How Does One Become a Journeyman Electrician?
When you complete our 5-year Apprenticeship Program you will be an IBEW Journeyman Electrician.
Can Anyone Apply?
Applicants will be selected by qualification only, without regard to race, color, religion, sex, or national origin. Women and minorities are encouraged to apply.
What Exactly Does an Electrician Do? Is it Hard Work?
Electrician's work can be very demanding physically and intellectually. Basically we build things and mechanical skills are a must. Electricians are one of the first trades to work on a new building and one of the last trades needed to complete the job. They are called upon to do an incredible variety of activities. Electricians must understand blueprints, schematics, State and local building codes and the National Electrical Code. The inside wireman installs, maintains and troubleshoots all of the various types of electrical systems found in commercial and industrial facilities. This equipment may be lighting and receptacles, electrical distribution, communication, security and fire alarm systems, transformers, motors, motor control circuitry, instrumentation, solar power, heating equipment, and even systems that control the operation of all of a facility's energy usage.

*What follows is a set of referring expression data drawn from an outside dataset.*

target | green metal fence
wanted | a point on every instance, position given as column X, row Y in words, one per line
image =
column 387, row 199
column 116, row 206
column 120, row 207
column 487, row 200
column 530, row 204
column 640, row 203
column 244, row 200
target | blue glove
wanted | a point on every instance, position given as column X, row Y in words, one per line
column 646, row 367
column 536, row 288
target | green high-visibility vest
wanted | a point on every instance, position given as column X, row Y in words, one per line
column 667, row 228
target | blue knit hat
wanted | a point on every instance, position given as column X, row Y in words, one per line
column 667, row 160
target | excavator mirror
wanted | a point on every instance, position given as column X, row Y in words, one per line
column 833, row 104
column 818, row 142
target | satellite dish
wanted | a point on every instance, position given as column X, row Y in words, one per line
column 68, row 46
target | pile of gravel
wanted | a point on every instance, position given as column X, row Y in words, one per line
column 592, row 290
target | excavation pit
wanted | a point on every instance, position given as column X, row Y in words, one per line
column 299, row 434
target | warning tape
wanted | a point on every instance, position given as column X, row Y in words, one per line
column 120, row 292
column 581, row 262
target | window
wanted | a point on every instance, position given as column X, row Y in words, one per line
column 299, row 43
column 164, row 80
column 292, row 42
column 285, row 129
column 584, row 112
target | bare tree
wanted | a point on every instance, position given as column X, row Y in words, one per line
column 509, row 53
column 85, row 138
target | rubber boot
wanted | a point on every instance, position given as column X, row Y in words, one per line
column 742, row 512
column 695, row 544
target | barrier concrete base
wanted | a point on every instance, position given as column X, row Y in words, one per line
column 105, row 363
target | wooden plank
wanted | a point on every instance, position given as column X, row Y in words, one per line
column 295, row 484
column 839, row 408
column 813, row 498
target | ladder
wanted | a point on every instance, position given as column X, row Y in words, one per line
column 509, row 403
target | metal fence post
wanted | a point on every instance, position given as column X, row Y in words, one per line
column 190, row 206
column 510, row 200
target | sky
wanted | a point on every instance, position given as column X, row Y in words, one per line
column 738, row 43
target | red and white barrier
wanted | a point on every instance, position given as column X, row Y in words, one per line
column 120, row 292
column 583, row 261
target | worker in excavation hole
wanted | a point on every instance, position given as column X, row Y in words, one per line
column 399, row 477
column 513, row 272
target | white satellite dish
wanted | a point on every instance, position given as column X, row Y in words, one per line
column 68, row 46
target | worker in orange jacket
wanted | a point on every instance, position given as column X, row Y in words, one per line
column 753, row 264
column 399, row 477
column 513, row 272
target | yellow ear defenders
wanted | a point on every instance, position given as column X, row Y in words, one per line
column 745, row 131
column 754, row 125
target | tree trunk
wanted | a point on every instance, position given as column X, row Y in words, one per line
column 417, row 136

An electrician must be able to work well with other people, such as owners, architects, inspectors and other trades people as well as fellow crew members. Electricians bend conduit, stand or crouch for long periods, and frequently work on ladders and scaffolds. Their working environment varies, depending on the type of job. Some may work in dusty, dirty, hot, or wet conditions, or in confined areas, ditches, or other uncomfortable places. Electricians risk injury from electrical shock, falls, and cuts; to avoid injuries, they must follow strict safety procedures.